Amani Itakuya #23: Colonial Remembering, Injured Bodies, and Current Humanitarianism

Colonial Remembering, Injured Bodies, and Current Humanitarianism
Charlotte Mertens
Congolese colonial subjects narrate vivid memories of the grotesque and spectacular violence inflicted upon them by European ‘sadists’ during Leopold’s reign of the Congo Free State: “Soldiers made young men kill or rape their own mother and sisters” (Hochschild 1988:166). Colonial rememberings of 1953 mention sentries “amusing themselves while pounding the insides of women’s vaginas with sticks” (Boelaert et al. in Hunt 2008:237). These colonial forms of sexual violence are similar to the sexual atrocities that have taken place in the current conflict in eastern DRC and which have been reported on by human rights watch dogs, media and campaigners. [1] However, today’s international humanitarianism occurs in the midst of an almost complete absence of such history and its memories.
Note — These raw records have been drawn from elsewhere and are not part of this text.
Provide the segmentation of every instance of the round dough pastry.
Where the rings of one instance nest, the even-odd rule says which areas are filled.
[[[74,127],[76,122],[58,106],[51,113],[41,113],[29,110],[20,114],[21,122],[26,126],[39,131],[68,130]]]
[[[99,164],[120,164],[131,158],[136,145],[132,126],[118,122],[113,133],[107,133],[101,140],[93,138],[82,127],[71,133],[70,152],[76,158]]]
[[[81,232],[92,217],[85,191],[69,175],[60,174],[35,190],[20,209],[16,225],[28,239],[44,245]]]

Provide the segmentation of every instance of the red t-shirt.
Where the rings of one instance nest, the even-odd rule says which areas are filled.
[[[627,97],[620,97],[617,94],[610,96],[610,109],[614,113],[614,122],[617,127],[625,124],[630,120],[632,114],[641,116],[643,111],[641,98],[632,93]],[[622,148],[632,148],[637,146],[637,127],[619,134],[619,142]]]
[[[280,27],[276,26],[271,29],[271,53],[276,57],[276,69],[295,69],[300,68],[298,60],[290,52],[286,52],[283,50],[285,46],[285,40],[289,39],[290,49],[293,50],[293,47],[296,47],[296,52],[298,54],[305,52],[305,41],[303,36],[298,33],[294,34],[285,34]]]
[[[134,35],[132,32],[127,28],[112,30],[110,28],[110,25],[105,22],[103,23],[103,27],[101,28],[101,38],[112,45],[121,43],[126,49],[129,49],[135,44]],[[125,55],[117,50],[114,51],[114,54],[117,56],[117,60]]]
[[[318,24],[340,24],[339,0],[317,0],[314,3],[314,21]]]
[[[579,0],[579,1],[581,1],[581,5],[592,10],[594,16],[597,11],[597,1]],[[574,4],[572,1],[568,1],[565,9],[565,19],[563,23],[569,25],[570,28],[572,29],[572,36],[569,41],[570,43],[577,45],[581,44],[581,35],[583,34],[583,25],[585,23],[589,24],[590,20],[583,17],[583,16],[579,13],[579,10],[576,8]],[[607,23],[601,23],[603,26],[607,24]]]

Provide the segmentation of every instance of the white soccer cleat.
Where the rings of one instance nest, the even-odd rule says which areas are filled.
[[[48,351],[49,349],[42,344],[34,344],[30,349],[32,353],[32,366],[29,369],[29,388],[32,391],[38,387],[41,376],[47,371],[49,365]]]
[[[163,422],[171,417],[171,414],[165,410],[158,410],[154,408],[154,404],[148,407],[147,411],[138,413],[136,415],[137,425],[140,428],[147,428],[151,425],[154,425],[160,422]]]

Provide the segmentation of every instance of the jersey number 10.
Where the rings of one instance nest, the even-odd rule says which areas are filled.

When in the 1930s, the Belgian colonial regime taught Congolese girls and women home economics and maternal hygiene in their foyers sociaux, or domestic training institutions, the ultimate goal was to ‘strive for the liberation of the indigenous woman as a beast of burden in order to give her the time and the energy to devote herself to the traditional role of wife and mother as in the civilised countries’ (translated from Mianda 1995:54). The colonial politics of improving the status of this ‘pauvre créature/poor creature’ (Capt. Hennebert 1908, archives Africa Museum) was seen as a humanitarian cause. The ‘suffering bodies’ of colonial women were used to allow the colonial regime to produce itself as the protector/saviour of the native women. Obviously, much is new since the colonial times and current approaches have moved away from domesticating humanitarianism. Local NGOs, civil society actors and grassroots organisations now share the international political stage with imperial actors and others. Yet these ‘repetitions’ in history should not be forgotten.
Sexual violence and the ‘injured bodies’ [2] of Congolese women is the most recent frame through which the DRC is made knowable and through which the role of humanitarian organisations are made meaningful. A constant reiteration of the pain undergone by female rape victims marks the international discourse on sexual violence. Addressing sexual violence and tackling impunity are presented as central ingredients of peacebuilding in eastern DRC. Campaigns such as Stop Rape Now (UN Action) and Stop Rape in DRC (V-Day/Unicef) set up women as victims of the ‘dysfunctional’ culture of war. Through empowering women to claim their rights, they are encouraged to change this culture. [3] In this sense the ‘wounded’ Congolese rape victim serves as a ‘powerful metaphor’ for advancing certain western notions of gender empowerment that often clash with the desire of the rape victim/survivor (Doezema 2001). Indeed, interviews on the ground reveal that women survivors’ primary concerns to return to their community and to provide education, food and security for their children and other family members are far greater than the need to be acknowledged for the harm that has been done to them. [4]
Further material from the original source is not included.